Even so, the Republican revival evidenced by this week’s elections marks a real setback for Democrats. They have staked their success in 2010 on their ability to push through Obama’s legislative agenda, most notably health care reform. But two months before it arrives, 2010 is shaping up to be a bad year.

  • coyote3

    I don't believe the administration and the current Democrats care if the healthcare bill is legal or not. This is a something for nothing mentality, that I have lived long enough to see flourish. However, legality notwithstanding, if this bill is soooooo good, why are they acting like they are worried about it? Why do they have to “sell” it? It's healthcare reform, right? It is “for the people”, right? They have majorities in both house, and the white house. Why don't they just pass it? They don't need one Republican, one conservative (there are really very few in congress), or even many “moderates” (no such thing). After all, it's all free, right?

  • sandyinohio

    The bill is NOT about health care, reform, lowered costs, more covered, etc. It is about the Liberal Leftist take-over of the country, it's economy & culture, all of which are loathed by the “progressives”, the new name of the communists. Another even better question is: why do they remove themselves from it's control if it is so good?

  • coyote3

    Of course, I agree with you. I have learned that, sometimes, you just have to let people do things to themselves. The American people elected this bunch, and I know it sounds crazy, but at about half of the people supporting these proposed crimes (and that is what they are), I am all for giving them their wish. I know that would cause a lot of suffering, but it never stopped me before. Maybe this is what the American people deserve. Even though I have to suffer some of it too, this might be what is needed. No amount of rational discussion seem to have much effect on about 50% or maybe more. I may be wrong, but we continue down this road, we might, after all, get the limited/indifferent government we are supposed to have, if for no other reason that this road will be unsustainable.

  • bushlikesdick12

    according to the Gallup poll, 85% polled were dissatisfied with the economy in Feb of 2009.

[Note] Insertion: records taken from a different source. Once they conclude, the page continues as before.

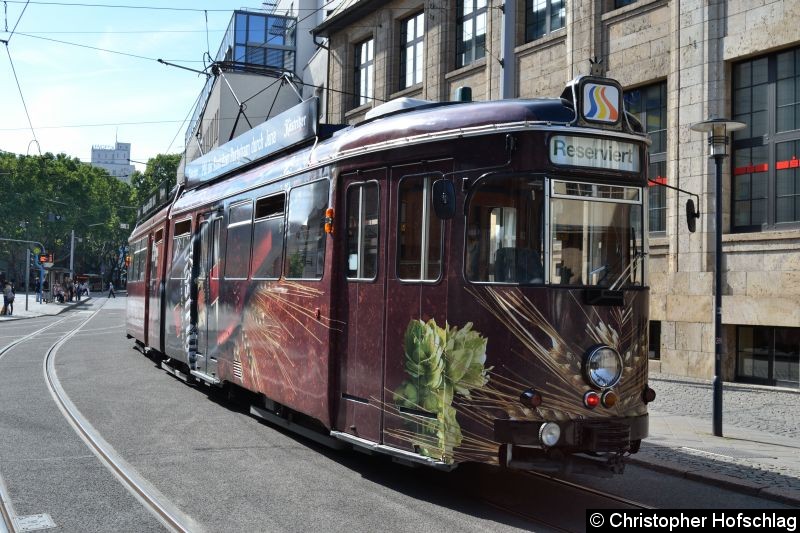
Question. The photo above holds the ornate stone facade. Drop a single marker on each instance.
(693, 47)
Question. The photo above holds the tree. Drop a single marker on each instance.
(46, 197)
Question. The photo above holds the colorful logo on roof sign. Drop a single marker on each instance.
(601, 103)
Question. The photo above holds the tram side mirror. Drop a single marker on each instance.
(691, 215)
(444, 199)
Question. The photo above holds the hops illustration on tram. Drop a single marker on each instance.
(441, 362)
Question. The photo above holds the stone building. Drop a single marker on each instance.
(116, 160)
(680, 63)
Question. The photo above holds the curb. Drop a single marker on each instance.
(66, 306)
(787, 496)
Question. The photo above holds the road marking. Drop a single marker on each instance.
(150, 497)
(35, 522)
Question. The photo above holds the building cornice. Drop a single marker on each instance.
(347, 17)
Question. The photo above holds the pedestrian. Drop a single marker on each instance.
(8, 299)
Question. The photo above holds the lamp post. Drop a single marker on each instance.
(717, 129)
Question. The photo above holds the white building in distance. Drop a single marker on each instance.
(114, 159)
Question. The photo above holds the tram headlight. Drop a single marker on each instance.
(549, 434)
(603, 367)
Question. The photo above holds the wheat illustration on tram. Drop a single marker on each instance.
(270, 310)
(448, 377)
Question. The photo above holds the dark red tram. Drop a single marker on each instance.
(444, 282)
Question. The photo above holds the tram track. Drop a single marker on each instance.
(155, 502)
(554, 503)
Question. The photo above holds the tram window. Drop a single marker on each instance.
(596, 233)
(180, 247)
(419, 236)
(305, 235)
(268, 237)
(139, 259)
(237, 251)
(362, 231)
(504, 241)
(154, 252)
(215, 225)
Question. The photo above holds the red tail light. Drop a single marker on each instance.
(591, 399)
(648, 395)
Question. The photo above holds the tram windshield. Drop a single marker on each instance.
(505, 231)
(595, 233)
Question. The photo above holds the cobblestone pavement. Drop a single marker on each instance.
(767, 409)
(759, 452)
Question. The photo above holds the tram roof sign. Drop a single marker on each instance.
(282, 131)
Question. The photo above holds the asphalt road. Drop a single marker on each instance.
(225, 470)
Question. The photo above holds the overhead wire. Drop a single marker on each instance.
(24, 105)
(180, 128)
(17, 24)
(103, 49)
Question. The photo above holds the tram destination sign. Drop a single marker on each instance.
(282, 131)
(594, 152)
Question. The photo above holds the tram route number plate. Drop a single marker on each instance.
(34, 522)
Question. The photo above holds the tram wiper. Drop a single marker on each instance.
(629, 271)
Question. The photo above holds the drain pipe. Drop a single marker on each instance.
(508, 80)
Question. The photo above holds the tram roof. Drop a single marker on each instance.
(426, 123)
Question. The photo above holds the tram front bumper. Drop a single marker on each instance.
(600, 435)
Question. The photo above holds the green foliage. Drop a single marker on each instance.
(162, 168)
(440, 362)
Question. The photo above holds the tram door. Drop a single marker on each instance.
(207, 283)
(363, 304)
(416, 287)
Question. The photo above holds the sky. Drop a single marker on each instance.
(77, 97)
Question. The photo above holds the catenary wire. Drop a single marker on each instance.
(24, 105)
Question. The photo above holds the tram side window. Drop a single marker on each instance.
(237, 250)
(180, 247)
(305, 235)
(504, 231)
(268, 237)
(596, 233)
(140, 259)
(362, 231)
(154, 252)
(419, 236)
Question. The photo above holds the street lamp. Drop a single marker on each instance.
(717, 129)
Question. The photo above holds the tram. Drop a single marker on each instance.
(443, 282)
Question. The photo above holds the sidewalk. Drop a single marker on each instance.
(37, 309)
(759, 452)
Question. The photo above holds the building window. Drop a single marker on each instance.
(412, 50)
(768, 355)
(649, 105)
(766, 152)
(543, 17)
(654, 342)
(305, 232)
(471, 31)
(365, 72)
(362, 213)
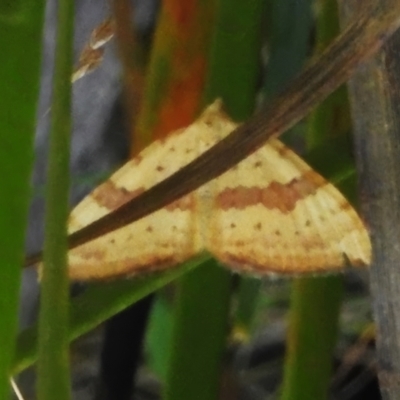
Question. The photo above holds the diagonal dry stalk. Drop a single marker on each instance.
(360, 40)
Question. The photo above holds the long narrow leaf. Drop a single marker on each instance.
(53, 366)
(21, 24)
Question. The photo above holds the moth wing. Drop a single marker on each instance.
(160, 240)
(273, 214)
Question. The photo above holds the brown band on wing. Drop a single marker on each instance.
(110, 196)
(276, 195)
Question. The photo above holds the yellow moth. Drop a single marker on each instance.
(271, 213)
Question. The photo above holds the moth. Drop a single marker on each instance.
(271, 213)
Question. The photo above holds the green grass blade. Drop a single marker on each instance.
(53, 366)
(21, 24)
(316, 302)
(199, 333)
(202, 311)
(98, 303)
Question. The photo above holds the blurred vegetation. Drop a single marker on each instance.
(243, 52)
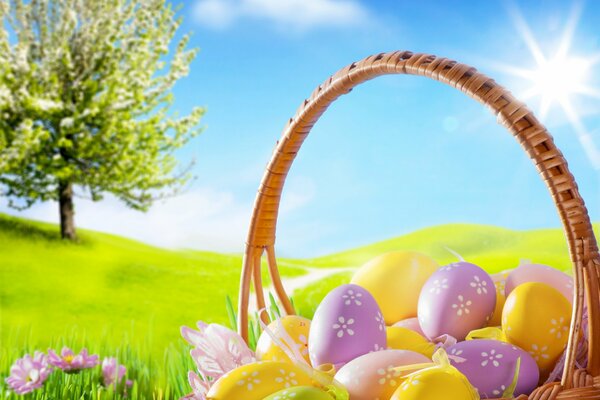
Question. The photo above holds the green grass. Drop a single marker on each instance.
(492, 248)
(123, 298)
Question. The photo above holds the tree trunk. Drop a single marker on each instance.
(67, 211)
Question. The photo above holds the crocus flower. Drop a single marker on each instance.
(71, 362)
(217, 349)
(199, 386)
(112, 371)
(29, 373)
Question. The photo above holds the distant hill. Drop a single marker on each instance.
(108, 287)
(494, 249)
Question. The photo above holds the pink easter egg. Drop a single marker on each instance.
(540, 273)
(347, 324)
(490, 366)
(372, 376)
(412, 324)
(455, 300)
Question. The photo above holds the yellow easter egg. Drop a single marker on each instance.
(300, 393)
(395, 280)
(399, 338)
(496, 319)
(537, 317)
(296, 328)
(435, 384)
(258, 380)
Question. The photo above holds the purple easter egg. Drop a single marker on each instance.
(412, 324)
(490, 366)
(347, 324)
(455, 300)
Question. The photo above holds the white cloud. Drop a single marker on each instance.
(296, 14)
(201, 218)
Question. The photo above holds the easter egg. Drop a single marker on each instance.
(499, 282)
(372, 375)
(257, 380)
(456, 299)
(347, 324)
(540, 273)
(435, 384)
(294, 328)
(537, 317)
(405, 339)
(410, 323)
(300, 393)
(395, 280)
(490, 366)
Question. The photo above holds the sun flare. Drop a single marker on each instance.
(556, 80)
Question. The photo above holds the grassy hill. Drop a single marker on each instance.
(121, 296)
(494, 249)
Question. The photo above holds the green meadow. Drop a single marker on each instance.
(124, 298)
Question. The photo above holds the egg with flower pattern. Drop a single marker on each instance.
(455, 300)
(347, 324)
(290, 328)
(395, 280)
(490, 366)
(400, 338)
(258, 380)
(372, 376)
(300, 393)
(536, 317)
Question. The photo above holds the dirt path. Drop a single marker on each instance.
(298, 282)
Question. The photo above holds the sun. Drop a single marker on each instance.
(556, 80)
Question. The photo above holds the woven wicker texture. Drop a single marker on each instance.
(520, 122)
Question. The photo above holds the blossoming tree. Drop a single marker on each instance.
(85, 99)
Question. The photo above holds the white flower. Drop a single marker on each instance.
(558, 327)
(411, 381)
(380, 321)
(480, 285)
(462, 307)
(344, 327)
(303, 345)
(499, 392)
(352, 297)
(450, 267)
(538, 353)
(455, 356)
(288, 378)
(249, 380)
(388, 375)
(492, 357)
(439, 285)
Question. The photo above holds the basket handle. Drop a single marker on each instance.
(514, 115)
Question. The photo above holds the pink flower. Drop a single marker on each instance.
(112, 371)
(199, 386)
(70, 362)
(28, 374)
(218, 349)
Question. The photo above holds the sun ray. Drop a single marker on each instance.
(570, 27)
(523, 28)
(558, 78)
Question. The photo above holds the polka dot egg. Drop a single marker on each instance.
(300, 393)
(455, 300)
(490, 366)
(536, 317)
(258, 380)
(347, 324)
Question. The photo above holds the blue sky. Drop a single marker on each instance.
(397, 154)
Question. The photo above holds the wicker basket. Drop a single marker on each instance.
(530, 133)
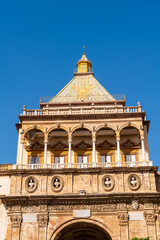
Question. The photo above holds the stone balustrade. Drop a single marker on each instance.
(79, 111)
(82, 165)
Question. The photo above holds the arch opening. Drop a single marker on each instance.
(83, 231)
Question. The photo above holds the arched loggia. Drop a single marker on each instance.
(130, 144)
(82, 147)
(58, 146)
(82, 231)
(105, 146)
(34, 148)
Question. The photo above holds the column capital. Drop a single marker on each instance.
(42, 220)
(123, 218)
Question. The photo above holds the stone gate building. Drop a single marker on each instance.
(83, 169)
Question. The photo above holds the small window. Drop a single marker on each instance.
(59, 159)
(130, 158)
(82, 161)
(106, 158)
(34, 160)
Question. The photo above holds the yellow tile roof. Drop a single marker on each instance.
(83, 88)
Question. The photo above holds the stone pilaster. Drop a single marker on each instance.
(123, 222)
(16, 221)
(150, 218)
(42, 226)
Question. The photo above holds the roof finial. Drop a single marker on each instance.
(83, 49)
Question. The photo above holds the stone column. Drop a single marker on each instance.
(118, 149)
(93, 149)
(150, 218)
(16, 221)
(45, 150)
(69, 149)
(69, 154)
(42, 226)
(143, 148)
(123, 223)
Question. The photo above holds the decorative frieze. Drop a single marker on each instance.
(135, 204)
(134, 182)
(31, 184)
(123, 218)
(108, 182)
(95, 208)
(42, 220)
(57, 184)
(150, 218)
(16, 220)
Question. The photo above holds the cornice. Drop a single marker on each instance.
(88, 199)
(49, 171)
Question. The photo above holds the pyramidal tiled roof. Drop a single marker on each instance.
(83, 88)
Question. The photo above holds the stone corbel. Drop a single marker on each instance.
(16, 221)
(123, 218)
(42, 220)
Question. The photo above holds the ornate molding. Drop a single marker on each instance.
(134, 182)
(150, 218)
(108, 182)
(81, 117)
(135, 204)
(16, 220)
(42, 220)
(94, 208)
(123, 218)
(31, 184)
(57, 184)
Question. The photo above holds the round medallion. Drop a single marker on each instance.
(31, 184)
(108, 182)
(135, 204)
(57, 184)
(134, 182)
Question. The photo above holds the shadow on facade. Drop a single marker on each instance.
(82, 231)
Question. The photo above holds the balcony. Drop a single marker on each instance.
(81, 111)
(82, 165)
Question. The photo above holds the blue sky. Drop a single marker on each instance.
(41, 42)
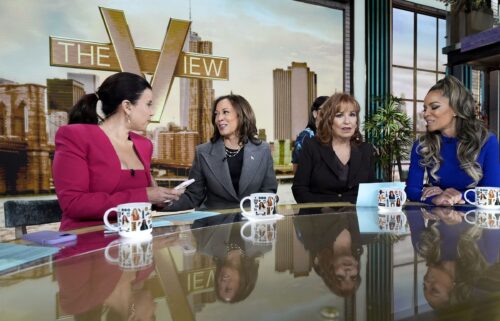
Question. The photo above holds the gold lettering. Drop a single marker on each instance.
(191, 65)
(198, 280)
(80, 54)
(210, 279)
(66, 45)
(99, 56)
(208, 70)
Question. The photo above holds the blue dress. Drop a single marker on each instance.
(450, 174)
(299, 142)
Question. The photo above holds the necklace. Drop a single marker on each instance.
(230, 153)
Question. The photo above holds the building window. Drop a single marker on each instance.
(417, 61)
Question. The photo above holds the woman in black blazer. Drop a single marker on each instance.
(336, 160)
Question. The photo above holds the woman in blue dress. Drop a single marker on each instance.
(456, 153)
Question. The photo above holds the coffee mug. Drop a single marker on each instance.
(132, 255)
(260, 233)
(133, 220)
(392, 222)
(486, 197)
(484, 218)
(261, 204)
(391, 199)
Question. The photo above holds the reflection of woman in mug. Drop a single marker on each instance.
(491, 197)
(392, 198)
(135, 219)
(236, 260)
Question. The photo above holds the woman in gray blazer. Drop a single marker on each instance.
(234, 164)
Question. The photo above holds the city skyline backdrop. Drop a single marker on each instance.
(256, 36)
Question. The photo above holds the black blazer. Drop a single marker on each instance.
(317, 177)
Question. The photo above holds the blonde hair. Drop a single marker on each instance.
(471, 132)
(327, 113)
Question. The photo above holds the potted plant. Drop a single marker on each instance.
(390, 130)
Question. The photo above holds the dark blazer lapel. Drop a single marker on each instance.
(328, 156)
(252, 159)
(215, 160)
(355, 163)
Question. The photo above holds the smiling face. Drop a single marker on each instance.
(438, 285)
(345, 122)
(229, 283)
(141, 112)
(438, 114)
(226, 119)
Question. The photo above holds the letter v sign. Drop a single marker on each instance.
(121, 39)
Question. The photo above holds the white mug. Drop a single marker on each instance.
(132, 255)
(260, 232)
(392, 222)
(484, 218)
(391, 199)
(261, 204)
(133, 220)
(486, 197)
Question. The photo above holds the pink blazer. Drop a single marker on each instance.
(86, 172)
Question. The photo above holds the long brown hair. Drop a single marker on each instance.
(332, 106)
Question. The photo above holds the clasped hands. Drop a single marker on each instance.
(448, 197)
(157, 194)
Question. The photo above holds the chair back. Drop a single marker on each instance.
(19, 214)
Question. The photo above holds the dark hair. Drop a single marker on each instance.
(327, 114)
(315, 107)
(248, 271)
(115, 89)
(247, 128)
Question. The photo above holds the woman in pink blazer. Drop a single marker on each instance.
(100, 162)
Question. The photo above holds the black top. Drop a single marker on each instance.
(320, 175)
(235, 164)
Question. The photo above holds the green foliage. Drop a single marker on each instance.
(390, 130)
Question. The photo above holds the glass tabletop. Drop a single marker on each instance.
(315, 263)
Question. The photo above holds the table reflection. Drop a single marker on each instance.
(334, 244)
(419, 263)
(459, 255)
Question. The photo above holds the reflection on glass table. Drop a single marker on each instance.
(315, 263)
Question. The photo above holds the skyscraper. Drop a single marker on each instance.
(294, 91)
(62, 94)
(24, 153)
(89, 81)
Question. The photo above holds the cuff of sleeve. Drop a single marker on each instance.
(139, 195)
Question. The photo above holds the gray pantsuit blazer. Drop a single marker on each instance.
(213, 188)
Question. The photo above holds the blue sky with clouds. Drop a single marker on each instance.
(257, 36)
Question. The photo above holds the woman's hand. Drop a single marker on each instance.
(448, 197)
(158, 194)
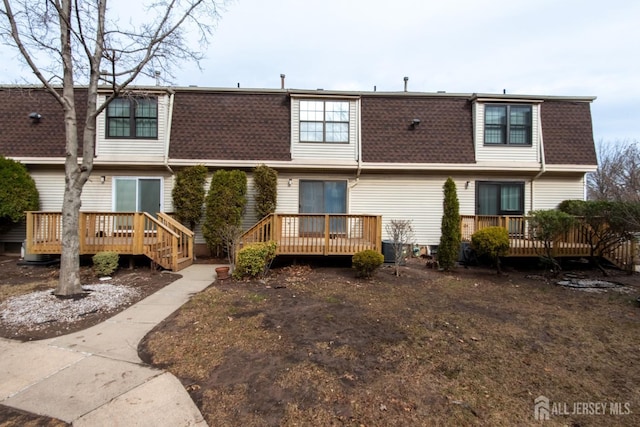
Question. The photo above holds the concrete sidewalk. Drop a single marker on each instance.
(95, 378)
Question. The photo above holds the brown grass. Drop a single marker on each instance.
(319, 347)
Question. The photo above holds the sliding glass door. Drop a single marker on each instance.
(324, 197)
(138, 195)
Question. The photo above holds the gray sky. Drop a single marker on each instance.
(546, 47)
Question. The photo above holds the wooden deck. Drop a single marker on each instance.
(523, 244)
(318, 234)
(169, 244)
(164, 240)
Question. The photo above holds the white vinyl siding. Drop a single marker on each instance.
(324, 150)
(505, 153)
(133, 150)
(549, 192)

    As of Oct 4th, 2009, 26% on the economy in general , 22% on healthcare, and 17% on jobs are the highest concern.

    So where does Lameskin get his stats? Up Horowitz butt maybe?

  • bushlikesdick12

    unlike Lamskin, I'll cite my source –


  • bushlikesdick12

    Unlike Lameskin, I'll cite my reliable source:


  • bushlikesdick12

    Unlike Lameskin, I'll cite my reliable source:


  • Robert Bernier

    Dont Miss this video : Unbelievable


  • keithrage

    I have lost it, cannot listen anymore to the big eared black man, no more lies, just silence please, go away lecturing deceiver, go away, remote ahh.

  • USMCSniper

    Well, Buckwheat's sista gets dah free medical on dah goberment option cause Congress dun passed dah healthcare reparations bill.